The only reference I've found on this subject, which shows that the idea isn't crazy, is this :

https://www.perimeterinstitute.ca/news/turbulent-black-holes


EDIT : I have posted an answer below, which I think is very interesting. I don't know if this hypothesis was already studied before.

Best Answer

Gravity can, of course, become turbulent if it is coupled to a turbulent fluid. The interesting question is thus, as John Rennie points out, whether a vacuum solution can be "turbulent".

As far as I'm aware this is not known. If turbulence does occur in vacuum gravity, it is remarkably hard to stir up. Even in very extreme situations like colliding black hole binaries, which are now simulated pretty routinely, no turbulence has been observed.

EDIT: One approach one might take to study this is the "Post-Newtonian expansion", in which GR is formulated as an expansion in powers of some characteristic speed $\frac{v}{c}$. This has been conducted to extremely high order and the accuracy of the results at least for binary black holes rivals that of full nonlinear simulation. To all existing orders, the PN expansion is known to be exactly integrable. So if GR exhibits turbulent behaviour, it does so only in very extreme situations.

There are some theoretical reasons one might expect turbulence, which are hinted at in the press release you link to. Because of AdS/CFT one expects at least certain vacuum GR spacetimes to be equivalently modelled by a certain quantum field theory with a special symmetry. But that field theory, in some limit, should itself be approximately described by the Navier-Stokes equations. Therefore, again perhaps only in some weird and not-entirely-understood limit, the vacuum EFE's ought to described by the Navier-Stokes equations.

The point of the study you linked to was to investigate what sorts of behaviour in the gravitational theory one might get when the corresponding hydrodynamic theory is turbulent. The conclusion seems to be that certain turbulence-like behaviours appear in the gravitational theory. It seems to me a bit of an overstatement to say this group has discovered full-blown gravitational turbulence.
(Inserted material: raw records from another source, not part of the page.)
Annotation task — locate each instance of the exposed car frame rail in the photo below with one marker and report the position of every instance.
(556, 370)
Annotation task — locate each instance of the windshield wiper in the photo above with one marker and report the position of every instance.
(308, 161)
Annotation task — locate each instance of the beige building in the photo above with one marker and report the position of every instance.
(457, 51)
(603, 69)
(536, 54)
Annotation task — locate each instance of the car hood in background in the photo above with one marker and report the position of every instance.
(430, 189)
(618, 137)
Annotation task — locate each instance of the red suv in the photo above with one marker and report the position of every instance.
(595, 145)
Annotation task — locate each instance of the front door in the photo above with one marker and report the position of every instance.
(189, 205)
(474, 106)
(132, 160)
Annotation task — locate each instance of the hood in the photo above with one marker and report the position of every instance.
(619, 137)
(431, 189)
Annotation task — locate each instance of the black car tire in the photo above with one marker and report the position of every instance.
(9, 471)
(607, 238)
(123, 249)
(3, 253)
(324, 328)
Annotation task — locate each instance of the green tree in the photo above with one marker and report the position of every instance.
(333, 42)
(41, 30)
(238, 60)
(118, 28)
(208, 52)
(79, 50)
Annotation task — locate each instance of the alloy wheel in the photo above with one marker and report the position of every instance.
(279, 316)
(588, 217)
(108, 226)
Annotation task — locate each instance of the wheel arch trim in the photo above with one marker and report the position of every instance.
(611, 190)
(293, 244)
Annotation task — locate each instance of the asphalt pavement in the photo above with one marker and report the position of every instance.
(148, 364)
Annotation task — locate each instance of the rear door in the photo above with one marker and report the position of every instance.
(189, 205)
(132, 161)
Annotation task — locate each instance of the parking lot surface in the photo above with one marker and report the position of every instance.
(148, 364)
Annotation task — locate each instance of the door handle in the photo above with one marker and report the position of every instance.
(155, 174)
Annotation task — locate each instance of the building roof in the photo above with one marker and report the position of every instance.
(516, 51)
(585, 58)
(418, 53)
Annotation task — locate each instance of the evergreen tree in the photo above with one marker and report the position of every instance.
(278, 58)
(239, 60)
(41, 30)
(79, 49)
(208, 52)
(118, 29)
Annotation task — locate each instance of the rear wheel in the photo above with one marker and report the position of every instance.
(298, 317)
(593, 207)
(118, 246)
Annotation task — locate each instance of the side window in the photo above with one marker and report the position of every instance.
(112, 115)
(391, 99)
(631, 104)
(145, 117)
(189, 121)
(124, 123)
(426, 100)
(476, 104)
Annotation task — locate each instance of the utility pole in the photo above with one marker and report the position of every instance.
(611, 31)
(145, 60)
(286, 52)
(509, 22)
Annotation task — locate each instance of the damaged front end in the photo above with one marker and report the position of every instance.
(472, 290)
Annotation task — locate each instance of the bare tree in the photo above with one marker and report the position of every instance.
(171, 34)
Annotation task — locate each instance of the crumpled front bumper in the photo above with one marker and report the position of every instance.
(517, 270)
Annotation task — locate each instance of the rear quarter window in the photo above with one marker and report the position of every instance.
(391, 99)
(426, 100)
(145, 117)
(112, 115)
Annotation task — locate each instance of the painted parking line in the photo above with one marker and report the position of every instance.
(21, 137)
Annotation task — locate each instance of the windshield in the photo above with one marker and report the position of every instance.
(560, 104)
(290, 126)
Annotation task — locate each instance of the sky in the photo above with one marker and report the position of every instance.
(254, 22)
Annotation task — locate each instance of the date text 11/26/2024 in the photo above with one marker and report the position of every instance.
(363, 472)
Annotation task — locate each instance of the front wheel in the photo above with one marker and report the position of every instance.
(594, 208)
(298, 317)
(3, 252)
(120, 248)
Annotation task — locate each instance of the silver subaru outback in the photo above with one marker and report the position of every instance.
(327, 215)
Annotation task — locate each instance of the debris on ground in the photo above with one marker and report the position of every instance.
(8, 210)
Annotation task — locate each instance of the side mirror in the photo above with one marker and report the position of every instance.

It's also, by the way, not yet known whether more pedestrian sorts of chaos can occur in the GR two-body problem. The Kerr spacetime is exactly integrable and geodesics are not chaotic. However, an actual particle will not move in the Kerr spacetime, but in a deformed spacetime including also its own gravitational field. An open question is if and when this perturbation can lead to chaotic motion.

EDIT2: There are also some theoretical reasons one might not expect turbulence. Basically what I'm imagining by turbulence is something like highly-nonlinear gravitational waves self-interacting strongly enough to excite vortex stretching, etc. But attempts to simulate such self-interactions (e.g. http://relativity.livingreviews.org/Articles/lrr-2007-5/) typically find that more or less generically, such strong gravitational fields either lead to rapid dispersal to infinity or the formation of a black hole. In closed spacetimes even small perturbations seem to eventually form a black hole more or less generically, although this is still unsettled. However, these studies are almost always done in high symmetry, so the question is far from resolved.